In my model, in most cases there are two events: Enlightenment and Realization. There’s a process for most people after Enlightenment whereby residues of ignorance and bad habits require a good brush, soap and a bucket. That is why the subtitle of my book is “a manual for spiritual janitors”. After Enlightenment it is time to get on our knees and brush rather than trumpet to the world that we are awakened and start teaching before this work is done. Read the book and ask for clarification if you want to continue discussing this. This was my experience, I am living and can discuss this. If other teachers are alive, go and ask them too, and determine what makes sense or not. Also, you told me that awakening has not happened to you, what is it to you what others say about what happens after awakening? Make a note of it and go do what you can to do in your present situation.
—All of this makes me think that maybe each enlightenment is very particular. As if there were enlightenments, not a single enlightenment. Or different degrees of enlightenment. Or deepening of enlightenments.
What is revealed in Enlightenment, and what is eliminated in Realization, is the same for everyone. But how the personality, body, and soul react and manifest must certainly be different for each person. Even the degree of detachment from the manifestation is different for each person. That is the beauty of the manifestation, and how the universe manages not to be boring, no two objects are alike.
—What I want to make clear is that I have no fantasies about perfection or constant bliss, nothing like that.
You do have a fantasy about Enlightenment and what kind of suffering it removes and that fantasy is enough to throw you off the scent in your seeking. This fantasy has the effect of not only making the search continue but it will keep leading you into cul-de-sacs.
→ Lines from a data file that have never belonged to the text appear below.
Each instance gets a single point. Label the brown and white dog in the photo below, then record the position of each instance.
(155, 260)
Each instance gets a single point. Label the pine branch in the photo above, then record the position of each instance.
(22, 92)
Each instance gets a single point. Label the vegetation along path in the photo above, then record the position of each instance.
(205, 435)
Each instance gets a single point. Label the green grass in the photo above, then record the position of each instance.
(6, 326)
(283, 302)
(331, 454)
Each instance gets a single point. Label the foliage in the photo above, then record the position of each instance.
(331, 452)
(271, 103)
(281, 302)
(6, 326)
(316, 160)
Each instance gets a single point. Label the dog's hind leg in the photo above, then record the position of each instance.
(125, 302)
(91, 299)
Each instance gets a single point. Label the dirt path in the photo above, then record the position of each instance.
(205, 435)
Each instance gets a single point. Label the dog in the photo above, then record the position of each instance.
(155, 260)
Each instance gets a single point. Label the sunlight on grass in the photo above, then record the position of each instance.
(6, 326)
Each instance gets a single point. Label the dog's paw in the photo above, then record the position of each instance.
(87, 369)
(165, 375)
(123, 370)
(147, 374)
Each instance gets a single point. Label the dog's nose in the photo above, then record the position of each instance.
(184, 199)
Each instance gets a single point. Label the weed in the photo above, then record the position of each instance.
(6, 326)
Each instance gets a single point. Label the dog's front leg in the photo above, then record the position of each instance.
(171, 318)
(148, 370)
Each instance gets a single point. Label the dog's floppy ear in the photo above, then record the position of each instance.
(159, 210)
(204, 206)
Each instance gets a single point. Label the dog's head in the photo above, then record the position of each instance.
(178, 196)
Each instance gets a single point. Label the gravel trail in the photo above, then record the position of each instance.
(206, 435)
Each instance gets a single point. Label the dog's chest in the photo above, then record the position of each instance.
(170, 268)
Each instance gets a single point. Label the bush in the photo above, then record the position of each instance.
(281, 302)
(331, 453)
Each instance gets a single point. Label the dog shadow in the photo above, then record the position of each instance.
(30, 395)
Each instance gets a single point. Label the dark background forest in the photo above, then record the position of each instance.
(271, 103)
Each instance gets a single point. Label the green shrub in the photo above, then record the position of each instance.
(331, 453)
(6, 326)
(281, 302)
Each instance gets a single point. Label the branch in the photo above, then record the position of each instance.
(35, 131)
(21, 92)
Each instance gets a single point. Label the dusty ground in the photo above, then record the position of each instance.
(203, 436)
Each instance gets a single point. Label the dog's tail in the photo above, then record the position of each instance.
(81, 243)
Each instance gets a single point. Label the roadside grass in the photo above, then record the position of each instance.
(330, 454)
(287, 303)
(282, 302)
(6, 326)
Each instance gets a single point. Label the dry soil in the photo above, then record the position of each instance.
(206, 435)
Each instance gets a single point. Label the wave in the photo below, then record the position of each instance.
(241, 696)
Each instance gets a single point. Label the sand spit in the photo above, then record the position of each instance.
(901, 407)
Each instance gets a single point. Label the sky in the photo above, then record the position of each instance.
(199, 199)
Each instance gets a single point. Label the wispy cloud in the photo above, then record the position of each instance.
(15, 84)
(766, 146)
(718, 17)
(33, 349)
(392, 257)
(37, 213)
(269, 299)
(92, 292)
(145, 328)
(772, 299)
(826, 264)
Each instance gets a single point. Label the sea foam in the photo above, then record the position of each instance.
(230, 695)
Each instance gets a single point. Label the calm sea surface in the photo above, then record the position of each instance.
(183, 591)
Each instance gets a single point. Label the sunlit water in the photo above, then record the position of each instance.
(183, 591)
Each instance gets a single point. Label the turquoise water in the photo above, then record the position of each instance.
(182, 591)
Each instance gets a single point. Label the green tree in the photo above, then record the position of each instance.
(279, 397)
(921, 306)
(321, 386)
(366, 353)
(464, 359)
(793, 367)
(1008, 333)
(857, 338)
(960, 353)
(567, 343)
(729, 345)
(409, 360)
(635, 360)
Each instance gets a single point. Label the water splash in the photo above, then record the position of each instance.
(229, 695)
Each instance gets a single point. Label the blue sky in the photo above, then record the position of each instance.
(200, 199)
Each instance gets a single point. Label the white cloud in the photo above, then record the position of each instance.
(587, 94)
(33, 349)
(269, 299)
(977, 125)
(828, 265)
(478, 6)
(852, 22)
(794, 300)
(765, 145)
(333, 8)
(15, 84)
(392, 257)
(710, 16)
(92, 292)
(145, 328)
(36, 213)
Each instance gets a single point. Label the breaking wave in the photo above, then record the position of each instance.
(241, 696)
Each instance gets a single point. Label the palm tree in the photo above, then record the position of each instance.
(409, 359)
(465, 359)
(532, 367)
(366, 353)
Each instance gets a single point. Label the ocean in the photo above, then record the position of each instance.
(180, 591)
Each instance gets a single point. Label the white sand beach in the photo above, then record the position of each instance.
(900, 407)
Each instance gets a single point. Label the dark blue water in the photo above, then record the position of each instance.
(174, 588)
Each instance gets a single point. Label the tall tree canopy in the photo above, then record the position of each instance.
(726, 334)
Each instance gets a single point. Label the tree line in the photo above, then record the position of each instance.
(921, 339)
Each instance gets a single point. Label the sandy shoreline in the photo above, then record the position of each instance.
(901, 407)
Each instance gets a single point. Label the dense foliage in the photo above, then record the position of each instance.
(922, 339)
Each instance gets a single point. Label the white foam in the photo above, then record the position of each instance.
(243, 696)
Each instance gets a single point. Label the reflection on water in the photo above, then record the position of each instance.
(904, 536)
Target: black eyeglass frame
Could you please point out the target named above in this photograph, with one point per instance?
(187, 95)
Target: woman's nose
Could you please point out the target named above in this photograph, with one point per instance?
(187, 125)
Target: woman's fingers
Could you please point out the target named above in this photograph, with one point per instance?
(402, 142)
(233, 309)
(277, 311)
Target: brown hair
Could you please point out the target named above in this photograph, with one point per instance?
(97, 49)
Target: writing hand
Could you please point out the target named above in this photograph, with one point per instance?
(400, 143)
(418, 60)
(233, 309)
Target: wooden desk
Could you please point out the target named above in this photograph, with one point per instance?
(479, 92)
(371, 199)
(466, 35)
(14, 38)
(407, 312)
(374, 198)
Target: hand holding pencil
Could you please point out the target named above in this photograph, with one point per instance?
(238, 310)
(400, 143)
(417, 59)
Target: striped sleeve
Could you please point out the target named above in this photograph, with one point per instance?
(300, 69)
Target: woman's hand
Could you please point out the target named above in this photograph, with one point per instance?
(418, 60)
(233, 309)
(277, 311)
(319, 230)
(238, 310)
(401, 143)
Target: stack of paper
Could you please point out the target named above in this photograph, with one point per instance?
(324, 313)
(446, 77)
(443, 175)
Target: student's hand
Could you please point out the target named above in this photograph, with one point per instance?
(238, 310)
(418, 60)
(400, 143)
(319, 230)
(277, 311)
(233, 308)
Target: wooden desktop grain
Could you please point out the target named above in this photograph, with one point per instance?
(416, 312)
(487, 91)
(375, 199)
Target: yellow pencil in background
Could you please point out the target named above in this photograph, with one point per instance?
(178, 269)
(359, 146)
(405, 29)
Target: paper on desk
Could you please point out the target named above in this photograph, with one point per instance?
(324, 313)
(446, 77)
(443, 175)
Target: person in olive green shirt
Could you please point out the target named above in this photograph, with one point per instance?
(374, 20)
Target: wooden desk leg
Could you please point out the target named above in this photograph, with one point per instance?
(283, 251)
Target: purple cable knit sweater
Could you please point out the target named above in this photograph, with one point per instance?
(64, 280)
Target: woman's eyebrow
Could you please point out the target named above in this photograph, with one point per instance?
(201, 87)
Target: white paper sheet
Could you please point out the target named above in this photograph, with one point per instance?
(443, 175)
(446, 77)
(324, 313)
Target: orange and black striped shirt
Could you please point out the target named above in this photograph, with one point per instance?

This is a common sticking point for many seekers. They don’t want to do the work and go through he trouble of understanding the mechanics of the psyche and the weaknesses of the human personality. They put all suffering and pain in the same bucked and don’t know what to do with them because they each require a different approach. Knowing your weakness is a requirement. It will be quicker and easier to deal with with pain and suffering if you know your personality and the laws that operate through it, rather than expect that Enlightenment will solve everything automatically—it will not. Being pragmatic is an asset. I suggest you question and investigate your view that you have no fantasies about what you want from spirituality and take a good look at what reality is willing to offer you.